The Rise of Text-Based File Formats

How the rise of the universal editor changed file formats.

The previous two posts discussed data in memory and file formats, including discussing why file formats are very varied in form.

This post attempts to explain why many, many file formats don’t use that variety.

Since very early in the history of computing, one of the most complicated kinds of data—computer programs—have been represented as text: that is to say, a file format that is simply a list of characters. The motivation for this is multifold, but a bit part is that text input and output are readily available. A keyboard and a terminal are all that are needed, so when a new computer language comes along, no new tooling is needed: anyone can write programs in the language using the tools at hand.

The text-based nature of programming languages has done much to define the development of programming. On one hand, tool developers focus on how to add optional but useful extras on top of the basic text editor. On the other, programming language developers focus on how to better express in text the components of good programs. With a standard interface in between the two, both can develop independently. Both are also separated by and bound to this interface, which can be argued to be problematic, but that’s the topic for another day.

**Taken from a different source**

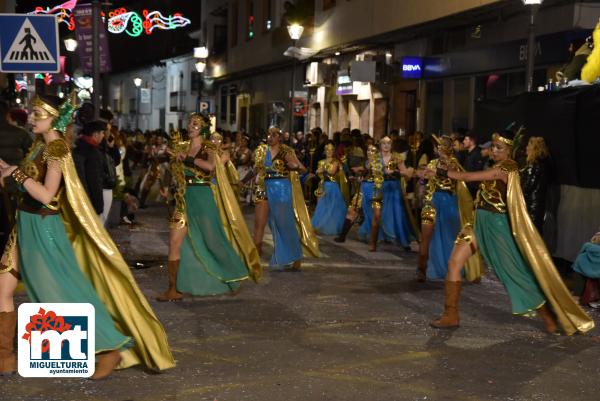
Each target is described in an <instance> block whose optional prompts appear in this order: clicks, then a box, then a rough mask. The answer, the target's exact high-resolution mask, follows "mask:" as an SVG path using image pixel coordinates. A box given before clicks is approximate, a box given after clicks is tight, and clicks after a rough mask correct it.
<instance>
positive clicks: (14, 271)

Many file formats started out as text, for the same reason: every computer has the tools to edit text. When trying to debug, refine, or test file formats it is very convenient to be able to open files in an editor, see what they look like, and adjust them. But text is not very compact and takes time to parse into in-memory data, so for many years the prototype text formats were later replaced with more compact and more efficient non-text formats.

Two other purposes have used text-based files since early in computing. One is configuration files: each is small and edited rarely but there are many of them, making the benefit of using readily-available tet editors far outweigh the inefficiencies of text. The other is markup for mostly-text data, from the 1964 RUNOFF to the ubiquitous current HTML.

To the best of my knowledge, the first text-based general-purpose data language was the one used by and documented with Personal Ancestral File 2.0 in 1985, which would later be refined and released as GEDCOM 3.0 GEDCOM has no version before 3.0; those numbers were used for internal development and never released. . This system had a simple, text-based format that had direct representation of numbers, text, pointers, lists, and composite types. It was designed to be both directly editable in a text editor and a suitable format for simple software to operate on when only small parts of it could fit in memory. However, it was posed in the context of a genealogical application and, while still ubiquitous in that domain, was never adopted elsewhere.

The next text-based general-purpose data language is probably XML. XML descended from SGML, which descended from GML, which was a text markup language for adding bold and headings and enumerated lists in text, and that origin is evident in XML today: its basic structure is to tag regions of text with arbitrary metadata. Many formats use it with almost no text, only tags, which are flexible enough to encode text, numbers, lists, and composite types. XML has no native ability to handle indirection, a significant limitation that has half a dozen workarounds.

It is hard to overstate the impact of XML. If you have a file format made in the past fifteen years, there’s a good chance it’s either XML itself or a zip with a few XML files inside it. Documents, spreadsheets, images, 3D models, citations, apps, configurations, window layouts, image metadata: XML is used everywhere. If the XML is too big, we simply zip it: it’s still text underneath.

XML has its detractors. Unlike GEDCOM, it was not designed to be a general purpose data language but instead an advanced markup language. Its repurposing as a data language leads to various quirks, some of which can trip up even careful programmers.

The currently most-popular text-based general-purpose data language is JSON. JSON is a subset of the way the programming language JavaScript expresses data Javascript’s 1995 data notation was the same as Python’s 1991 notation; Python’s was almost the same as ABC’s 1987 notation. Somewhat similar notation can also be found in several other languages of that era . As such, it can represent numbers, text, lists, and composites. However, like XML it does not have pointers, so each user of JSON encodes indirection in its own way.

Text-based general purpose data languages owe much of their success to the decreasing cost of disk space, the increasing effectiveness of compression, and the huge benefit of letting those who wish to do so look at and edit the guts of the files using text editors, tools everyone owns. JSON and XML are particularly successful because they were backed by major software vendors: there is value in using what other people use. GEDCOM, while older and technically superior to both in having built-in pointers, has not seen nearly as much buy-in. Many others have risen since, like SDLang, PYX, OGML, and Turtle. A few, like YAML and TOML, are starting to make inroads into the space currently dominated by XML and JSON.

A few text-based general purpose data languages, like YAML, Turtle, and JSON-LD, have a native notion of pointer but do not distinguish between composites stored with adjacency and composites stored with indirection. There’s a reason for treating them the same: in memory data is found using arithmetic, so indirection helps keep things easy to find; in text, data is found by looking for visually distinct patterns like indentation and reserved glyph sequences, so indirection is reserved for repeated use and footnote-like asides. To the best of my knowledge, GEDCOM is the only text-based general purpose data language that handles both adjacency and indirection separately and completely.

Non-text file formats remain today. General-purpose non-text file formats are also starting to gain popularity, including SQLite, BSON, MessagePack and its controversial clone CBOR, Protocol Buffers, FlatBuffer, and FlexBuffer. I’m quite fond of some of these and use them when I need small, fast-to-parse file formats. But for most uses, text-based file formats win the day. The knowledge that I can open them up and see and change what’s inside if I need to is something I’ll gladly sacrifice a little disk space and a little file loading time to gain.